3

I'm currently experimenting with the Twitter Streaming API. Everything work's like a charm, but the API sends me ton's of data, which I don't need. Is there a possibility to filter the data the API send me?

I'm using the following stream: https://stream.twitter.com/1.1/statuses/filter.json

Brian Tompsett - 汤莱恩
  • 5,753
  • 72
  • 57
  • 129
Lukas
  • 1,346
  • 7
  • 24
  • 49

4 Answers4

6

Take a look at the filter stream of the api:

https://dev.twitter.com/docs/api/1.1/post/statuses/filter

You can enter a set of keywords as a filter to track twitter, according to current limitations you can track up to 400 keywords.

After retrieving the tweets you have to make a manual filtering again to remove noisy data.

So if you can specify what you are looking by a set of keywords, you will achieve what you want; but there will always be noise in your data because it is almost impossible to define smtg that precisely through simple keyword filtering.

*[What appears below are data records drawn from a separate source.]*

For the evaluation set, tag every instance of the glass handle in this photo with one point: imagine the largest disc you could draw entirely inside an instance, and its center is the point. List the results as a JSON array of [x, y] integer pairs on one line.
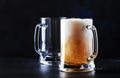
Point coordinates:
[[36, 38], [95, 37]]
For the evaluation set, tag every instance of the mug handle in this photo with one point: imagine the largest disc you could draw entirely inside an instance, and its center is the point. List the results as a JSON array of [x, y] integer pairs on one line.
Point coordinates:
[[95, 37], [36, 39]]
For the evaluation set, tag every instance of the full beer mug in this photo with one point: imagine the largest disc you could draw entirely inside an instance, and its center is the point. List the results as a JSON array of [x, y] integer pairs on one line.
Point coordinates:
[[79, 45], [46, 40]]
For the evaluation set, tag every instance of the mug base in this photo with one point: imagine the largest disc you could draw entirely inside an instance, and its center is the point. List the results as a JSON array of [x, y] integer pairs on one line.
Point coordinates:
[[82, 68]]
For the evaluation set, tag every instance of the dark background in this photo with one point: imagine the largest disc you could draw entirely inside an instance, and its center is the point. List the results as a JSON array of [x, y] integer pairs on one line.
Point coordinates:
[[19, 17]]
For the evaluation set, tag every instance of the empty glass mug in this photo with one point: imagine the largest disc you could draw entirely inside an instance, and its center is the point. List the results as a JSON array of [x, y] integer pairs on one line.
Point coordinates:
[[46, 40], [79, 45]]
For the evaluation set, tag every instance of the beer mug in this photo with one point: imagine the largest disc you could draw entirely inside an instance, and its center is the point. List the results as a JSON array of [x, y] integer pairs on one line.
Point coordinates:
[[79, 45], [46, 40]]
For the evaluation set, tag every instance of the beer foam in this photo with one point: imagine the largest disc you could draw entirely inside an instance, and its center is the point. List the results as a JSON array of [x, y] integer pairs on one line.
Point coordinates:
[[66, 32]]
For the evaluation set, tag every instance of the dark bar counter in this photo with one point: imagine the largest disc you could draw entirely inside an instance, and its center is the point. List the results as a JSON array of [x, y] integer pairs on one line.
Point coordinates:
[[31, 68]]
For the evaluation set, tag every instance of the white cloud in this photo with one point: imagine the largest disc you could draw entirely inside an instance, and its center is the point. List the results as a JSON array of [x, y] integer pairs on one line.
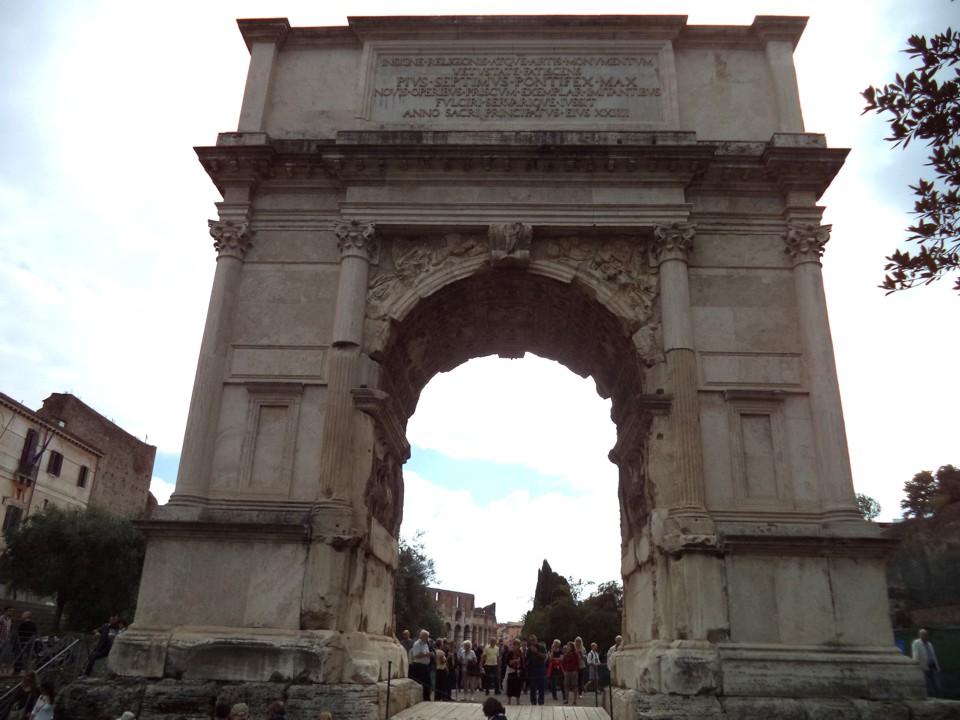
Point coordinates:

For example lets assume you wanna track all tweets related to a brand named XYZ. For getting tweets about brand XYZ you might have a one word keyword set which contains only "XYZ". API will give all the tweets containing XYZ to you, but assume that "XYZ" has a meaning in some language and people of speaking that language will tweet about that word and you will receive that too. Also assume there is a city called XYZ and people will send check-in mesasgees. So at that point you need to filter out tweets that are not related to your topic, either by language detection or contextual information retrieval. But the key is to specify your keyword set about the topic you wanna cover.

Cheers.

cubbuk
  • 7,800
  • 4
  • 35
  • 62
  • Hi, thank's for that, but the problem is that i don't even want to receive the "Noisy" data, as i want to process lot's of tweets in less time :) Maybe it isn't even podsible to get a "short" version of the tweets from the api. – Lukas Jan 28 '13 at 22:34
  • @LucèBrùlè I edited my answer to clarify whats the noise data. – cubbuk Jan 28 '13 at 23:20
  • @cubbuk : Suppose i specified 3 keywords in the filter. Now when i get data from streaming API, is there a way (other than manually searching on my own) to detect that the tweet corresponds to WHICH of the three keywords that i specified in the filter ? – user1599964 May 16 '13 at 21:13
  • @user1599964 as far as I know, twitter doesn't provide any info about that, you have to figure it out manually yourself. – cubbuk May 17 '13 at 07:30
  • @cubbuk : Yes, i figured that out. Can you have a look at this question and let me know your views: http://stackoverflow.com/questions/16602483/filtering-of-tweets-received-from-statuses-filter-streaming-api – user1599964 May 17 '13 at 07:34
  • is there any tool which can help me for language detection? – S Gaber Aug 03 '13 at 02:31
  • @cubbuk : will the streaming API also include tweets like abXYZcd or XYZmn. Does it give me tweets which contain the filter substring?. For example if I filter for "fast", will it give me tweets like "breakfast"?. – Krishna Kalyan Mar 16 '16 at 00:06
  • @KrishnaKalyan I just don't know the current status, sorry. – cubbuk Mar 16 '16 at 12:18
0

answer is "No" for the question "is there a way (other than manually searching on my own) to detect that the tweet corresponds to WHICH of the three keywords that i specified in the filter ?" We have to do it manually ..

0

If it is possible you can migrate to twitter APIv2, since, by default it only returns id and text parameters, this reduces incoming data dramatically. Then you can add fields parameter for extra data you want.

Shanazar
  • 54
  • 6
-1

Look at backtype storm project. there are examples to filter api using twitter4j.

Dmitry
  • 89
  • 3